Le multipartisme aurait eu tendance à s'articuler autour des ethnies et à cristalliser les divisions ethniques. Le pluralisme ethnique ou tribal constituerait ainsi un obstacle aux efforts en vue d'instaurer la paix et de réaliser l'unité nationale. Mais ni le monopartisme, ni le multipartisme n'ont su expurger le fait ethnique de la vie politique africaine. La raison en est simple: l'instrumentalisation des ethnies et tribus pour l'accession au pouvoir et sa conservation. Ainsi, le monopartisme tourne à l'ethnocratie et le multipartisme au multi-ethnisme politique.

Les transitions vers le multipartisme et la démocratie en Afrique s'accompagnent d'une transposition et d'un investissement des forces ethniques dans la fonction partisane et sur l'échiquier électoral. Les élites politiques africaines apparaissent comme "les premiers usagers des ressources ethniques à des fins politiciennes", y recourant pour consolider le statu quo ou pour la conquête du pouvoir.
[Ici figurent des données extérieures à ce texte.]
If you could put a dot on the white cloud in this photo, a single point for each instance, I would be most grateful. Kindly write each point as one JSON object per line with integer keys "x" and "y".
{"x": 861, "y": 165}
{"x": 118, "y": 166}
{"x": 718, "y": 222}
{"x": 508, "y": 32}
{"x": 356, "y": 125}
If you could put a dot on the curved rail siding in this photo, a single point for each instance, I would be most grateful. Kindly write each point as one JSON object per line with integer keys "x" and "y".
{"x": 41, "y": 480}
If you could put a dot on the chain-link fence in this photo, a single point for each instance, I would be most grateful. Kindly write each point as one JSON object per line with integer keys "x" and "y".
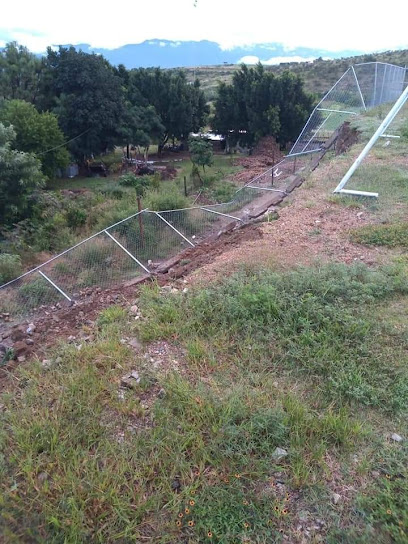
{"x": 361, "y": 87}
{"x": 134, "y": 246}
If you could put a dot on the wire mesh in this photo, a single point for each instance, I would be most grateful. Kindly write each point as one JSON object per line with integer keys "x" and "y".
{"x": 361, "y": 87}
{"x": 195, "y": 223}
{"x": 97, "y": 262}
{"x": 27, "y": 295}
{"x": 148, "y": 238}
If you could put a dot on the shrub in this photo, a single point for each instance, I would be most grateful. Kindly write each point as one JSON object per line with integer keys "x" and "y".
{"x": 10, "y": 267}
{"x": 168, "y": 197}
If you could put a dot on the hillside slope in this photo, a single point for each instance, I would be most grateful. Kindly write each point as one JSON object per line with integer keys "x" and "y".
{"x": 261, "y": 399}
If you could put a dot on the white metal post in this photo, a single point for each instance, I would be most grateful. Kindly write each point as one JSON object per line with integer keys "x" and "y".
{"x": 387, "y": 121}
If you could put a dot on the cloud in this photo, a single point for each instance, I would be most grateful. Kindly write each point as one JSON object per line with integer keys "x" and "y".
{"x": 38, "y": 23}
{"x": 252, "y": 59}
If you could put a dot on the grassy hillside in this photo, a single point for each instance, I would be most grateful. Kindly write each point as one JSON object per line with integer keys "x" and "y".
{"x": 263, "y": 401}
{"x": 318, "y": 76}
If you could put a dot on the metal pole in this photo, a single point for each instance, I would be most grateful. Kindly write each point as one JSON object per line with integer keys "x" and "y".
{"x": 174, "y": 228}
{"x": 387, "y": 121}
{"x": 358, "y": 87}
{"x": 55, "y": 286}
{"x": 128, "y": 252}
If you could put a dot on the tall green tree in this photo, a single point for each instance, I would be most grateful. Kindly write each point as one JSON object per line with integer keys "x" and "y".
{"x": 87, "y": 95}
{"x": 258, "y": 103}
{"x": 181, "y": 107}
{"x": 38, "y": 133}
{"x": 21, "y": 74}
{"x": 20, "y": 178}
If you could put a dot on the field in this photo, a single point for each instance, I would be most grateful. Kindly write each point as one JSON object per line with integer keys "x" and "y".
{"x": 318, "y": 76}
{"x": 262, "y": 398}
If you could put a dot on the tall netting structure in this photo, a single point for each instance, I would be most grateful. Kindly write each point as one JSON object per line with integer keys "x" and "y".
{"x": 361, "y": 87}
{"x": 135, "y": 246}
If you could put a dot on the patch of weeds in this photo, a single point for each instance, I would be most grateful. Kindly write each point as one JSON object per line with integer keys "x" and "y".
{"x": 391, "y": 235}
{"x": 112, "y": 314}
{"x": 314, "y": 322}
{"x": 230, "y": 513}
{"x": 386, "y": 502}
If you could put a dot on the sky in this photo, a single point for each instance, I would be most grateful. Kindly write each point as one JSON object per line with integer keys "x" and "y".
{"x": 334, "y": 26}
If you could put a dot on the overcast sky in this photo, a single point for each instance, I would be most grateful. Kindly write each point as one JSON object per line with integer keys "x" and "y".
{"x": 335, "y": 26}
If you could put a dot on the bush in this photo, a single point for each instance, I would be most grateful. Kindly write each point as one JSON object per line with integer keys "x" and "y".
{"x": 10, "y": 267}
{"x": 76, "y": 217}
{"x": 168, "y": 197}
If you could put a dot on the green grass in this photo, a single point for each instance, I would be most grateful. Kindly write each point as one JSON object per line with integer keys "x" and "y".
{"x": 300, "y": 361}
{"x": 391, "y": 235}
En République Démocratique du Congo, la loi fondamentale de 1960 et la constitution de 1964 ne consacrent pas un titre spécial au pouvoir traditionnel ou coutumier (Gonidec ; 1996). Cependant, les chefs coutumiers se retrouvent dans la composition du Sénat. Sous la loi fondamentale, les membres du Sénat, élus par les Assemblées Provinciales à raison de quatorze par provinces, doivent comprendre au moins trois chefs coutumiers ou notables (art. 87). La constitution de 1967 disposait que l'un des six sénateurs, représentant chaque province, est un chef coutumier ou un notable élu en cette qualité (art. 75). Une telle disposition sera absente de la Constitution de 1977, mais des chefs coutumiers se retrouveront dans les instances du parti unique (comité central, bureau politique), coiffant ainsi les organes de l'Etat.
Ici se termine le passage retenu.